Interest paid by a CFC to a related U.S. person is subject to U.S. tax. While Code section 163(j) does not allow for CFCs and the U.S. related affiliates to be a part of one Code section 163(j) group, so that related party interest paid by a CFC to a U.S. affiliate will not be subject to Code section 163(j), such interest that is subject to U.S. tax should not be subject to the Code section 163(j) limitation. Clearly, no tax avoidance exists when a CFC pays interest that is subject to U.S. tax, when the CFC interest expense offsets the CFC income that is either exempt from U.S. tax pursuant to Code section 245A, has Code section 951A GILTI income subject to U.S. tax at a rate of 10.5% (less foreign tax credits), or has Subpart F income subject to U.S. income tax at 21% (less foreign tax credits). Therefore, interest paid by a CFC to a U.S. shareholder or U.S. affiliate of a U.S. shareholder should not be subject to Code section 163(j).

* * *

We thank you for considering our comments to the Proposed Regulations and welcome the opportunity to discuss our recommendations.

Sincerely,

Regina Rose

Mandana Parsazad

American Council of Life Insurers
Washington, DC

CC:
Douglas Poms
International Tax Counsel
Department of Treasury

Angela J. Walitt
Attorney-Advisor
Department of Treasury

Brett York
Attorney-Advisor
Department of Treasury

FOOTNOTES

1REG-106089-18. On November 26, 2018, Treasury and the IRS released the Proposed Regulations, the first guidance relating to business interest expense deduction limit under section 163(j) (the “Proposed Regulations”). The preamble that accompanied the Proposed Regulations will be referred to hereinafter as the “Preamble to the Proposed Regulations.”

2The American Council of Life Insurers (ACLI) advocates on behalf of 280 member companies dedicated to providing products and services that promote consumers' financial and retirement security. 90 million American families depend on our members for life insurance, annuities, retirement plans, long-term care insurance, disability income insurance, reinsurance, dental and vision and other supplemental benefits.

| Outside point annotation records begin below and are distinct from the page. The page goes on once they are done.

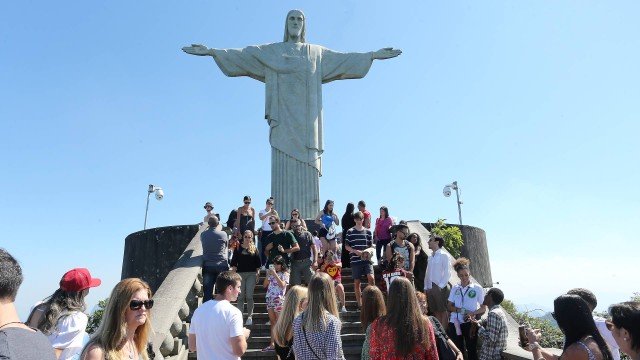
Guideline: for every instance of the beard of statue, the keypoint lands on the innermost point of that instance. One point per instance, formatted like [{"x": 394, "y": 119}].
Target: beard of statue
[{"x": 298, "y": 33}]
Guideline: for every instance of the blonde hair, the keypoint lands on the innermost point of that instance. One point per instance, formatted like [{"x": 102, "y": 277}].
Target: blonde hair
[
  {"x": 111, "y": 333},
  {"x": 291, "y": 308},
  {"x": 252, "y": 248},
  {"x": 322, "y": 301}
]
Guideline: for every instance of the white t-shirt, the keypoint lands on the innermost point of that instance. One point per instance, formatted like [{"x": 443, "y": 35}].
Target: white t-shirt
[
  {"x": 265, "y": 221},
  {"x": 608, "y": 337},
  {"x": 438, "y": 270},
  {"x": 469, "y": 298},
  {"x": 214, "y": 323},
  {"x": 69, "y": 334}
]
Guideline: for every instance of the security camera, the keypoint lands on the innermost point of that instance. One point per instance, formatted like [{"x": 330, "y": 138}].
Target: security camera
[{"x": 159, "y": 193}]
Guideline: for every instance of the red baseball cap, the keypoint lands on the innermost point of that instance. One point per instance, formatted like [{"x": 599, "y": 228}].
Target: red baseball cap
[{"x": 78, "y": 279}]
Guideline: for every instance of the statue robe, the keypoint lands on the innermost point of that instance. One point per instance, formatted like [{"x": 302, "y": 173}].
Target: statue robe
[{"x": 293, "y": 74}]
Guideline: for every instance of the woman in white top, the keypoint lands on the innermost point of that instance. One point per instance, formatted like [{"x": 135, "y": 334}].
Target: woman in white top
[
  {"x": 126, "y": 324},
  {"x": 265, "y": 229},
  {"x": 61, "y": 316},
  {"x": 465, "y": 300}
]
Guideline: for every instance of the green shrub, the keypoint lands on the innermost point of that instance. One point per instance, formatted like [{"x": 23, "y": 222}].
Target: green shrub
[
  {"x": 96, "y": 316},
  {"x": 552, "y": 337},
  {"x": 452, "y": 237}
]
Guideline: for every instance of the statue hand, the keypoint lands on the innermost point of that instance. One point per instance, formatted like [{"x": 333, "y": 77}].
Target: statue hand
[
  {"x": 196, "y": 49},
  {"x": 386, "y": 53}
]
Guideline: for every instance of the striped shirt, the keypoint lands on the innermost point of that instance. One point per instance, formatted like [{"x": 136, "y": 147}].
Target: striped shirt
[
  {"x": 358, "y": 240},
  {"x": 494, "y": 334},
  {"x": 325, "y": 345}
]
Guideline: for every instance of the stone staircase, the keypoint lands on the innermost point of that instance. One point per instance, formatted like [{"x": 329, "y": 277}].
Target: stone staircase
[{"x": 352, "y": 334}]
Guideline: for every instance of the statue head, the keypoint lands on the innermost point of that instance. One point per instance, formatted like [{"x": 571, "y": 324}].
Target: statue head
[{"x": 294, "y": 25}]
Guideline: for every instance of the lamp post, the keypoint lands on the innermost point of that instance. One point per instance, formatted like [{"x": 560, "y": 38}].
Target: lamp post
[
  {"x": 159, "y": 195},
  {"x": 447, "y": 192}
]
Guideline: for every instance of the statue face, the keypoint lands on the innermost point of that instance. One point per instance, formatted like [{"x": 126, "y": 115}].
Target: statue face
[{"x": 295, "y": 23}]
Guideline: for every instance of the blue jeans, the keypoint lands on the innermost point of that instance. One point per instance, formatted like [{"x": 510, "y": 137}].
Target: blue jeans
[
  {"x": 209, "y": 276},
  {"x": 263, "y": 245},
  {"x": 380, "y": 248}
]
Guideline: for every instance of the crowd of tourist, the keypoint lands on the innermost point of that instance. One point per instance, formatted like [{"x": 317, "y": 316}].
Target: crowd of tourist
[{"x": 416, "y": 311}]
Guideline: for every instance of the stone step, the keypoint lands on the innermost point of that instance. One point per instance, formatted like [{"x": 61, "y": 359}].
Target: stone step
[
  {"x": 260, "y": 342},
  {"x": 349, "y": 316},
  {"x": 262, "y": 329},
  {"x": 348, "y": 287},
  {"x": 262, "y": 306},
  {"x": 350, "y": 353}
]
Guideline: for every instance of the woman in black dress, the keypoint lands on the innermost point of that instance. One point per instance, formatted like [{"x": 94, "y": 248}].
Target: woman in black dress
[
  {"x": 347, "y": 223},
  {"x": 245, "y": 218},
  {"x": 420, "y": 268}
]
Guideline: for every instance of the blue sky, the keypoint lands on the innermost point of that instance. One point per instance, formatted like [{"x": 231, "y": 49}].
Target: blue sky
[{"x": 531, "y": 106}]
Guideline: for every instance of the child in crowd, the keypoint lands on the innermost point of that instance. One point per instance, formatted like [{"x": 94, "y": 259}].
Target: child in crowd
[
  {"x": 333, "y": 267},
  {"x": 276, "y": 283},
  {"x": 395, "y": 269},
  {"x": 317, "y": 242},
  {"x": 234, "y": 243}
]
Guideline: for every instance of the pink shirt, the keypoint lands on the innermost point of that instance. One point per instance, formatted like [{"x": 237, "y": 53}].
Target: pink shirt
[{"x": 382, "y": 228}]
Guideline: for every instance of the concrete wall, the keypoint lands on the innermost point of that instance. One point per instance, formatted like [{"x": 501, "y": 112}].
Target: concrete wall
[
  {"x": 150, "y": 254},
  {"x": 475, "y": 249}
]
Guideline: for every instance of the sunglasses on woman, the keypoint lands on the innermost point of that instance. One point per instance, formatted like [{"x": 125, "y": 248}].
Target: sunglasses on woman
[
  {"x": 609, "y": 325},
  {"x": 137, "y": 304}
]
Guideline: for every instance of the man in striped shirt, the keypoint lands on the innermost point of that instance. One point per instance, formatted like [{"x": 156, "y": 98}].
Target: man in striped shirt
[
  {"x": 494, "y": 330},
  {"x": 357, "y": 240}
]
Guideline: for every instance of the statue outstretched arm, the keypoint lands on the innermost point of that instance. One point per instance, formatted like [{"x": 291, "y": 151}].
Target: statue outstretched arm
[
  {"x": 386, "y": 53},
  {"x": 199, "y": 50}
]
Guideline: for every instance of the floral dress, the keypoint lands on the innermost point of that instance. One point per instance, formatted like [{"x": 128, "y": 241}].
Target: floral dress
[
  {"x": 382, "y": 344},
  {"x": 275, "y": 294}
]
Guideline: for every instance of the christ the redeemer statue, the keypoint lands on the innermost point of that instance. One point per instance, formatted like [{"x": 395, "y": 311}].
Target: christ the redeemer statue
[{"x": 293, "y": 72}]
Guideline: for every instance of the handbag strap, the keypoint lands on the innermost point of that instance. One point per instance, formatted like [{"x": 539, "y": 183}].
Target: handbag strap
[{"x": 306, "y": 339}]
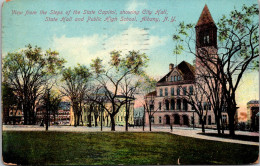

ACLI represents member companies in state, federal and international forums for public policy that supports the industry marketplace and the families that rely on life insurers' products for peace of mind. ACLI members represent 95 percent of industry assets in the United States. Learn more at www.acli.com

3The Code was last amended by “an Act to Provide for Reconciliation pursuant to Titles II and V of the Concurrent Resolution on the Budget for Fiscal Year 2018,” P.L. 115-97 (more commonly referred to as the Tax Cuts and Jobs Act, or “TCJA”).

4See Proposed Treas. Reg. § 1.163(j)-7(f)(6).

5Related person defined — For purposes of this section, a person is a related person with respect to a controlled foreign corporation, if —

(A) Such person is an individual, corporation, partnership, trust, or estate which controls, or is controlled by, the controlled foreign corporation, or

(B) such person is a corporation, partnership, trust, or estate which is controlled by the same person or persons which control the controlled foreign corporation.

For purposes of the preceding sentence, control means, with respect to a corporation, the ownership, directly or indirectly, of stock possessing more than 50 percent of the total voting power of all classes of stock entitled to vote or of the total value of stock of such corporation. In the case of a partnership, trust, or estate, control means the ownership, directly or indirectly, of more than 50 percent (by value) of the beneficial interests in such partnership, trust, or estate. For purposes of this paragraph, rules similar to the rules of section 958 shall apply. Code section 954(d)(3)

6Another approach, which we outlined in our February 7, 2019 follow-up comments regarding Proposed Regulations under Code section 951A, may be to group qualified CFCs engaged in the active conduct of a banking, financing, or insurance business that are part of a financial services group as defined in Section 904(d)(2)(C)(ii) with respect to a U.S. shareholder as comprising the CFC group under the Alternative Method.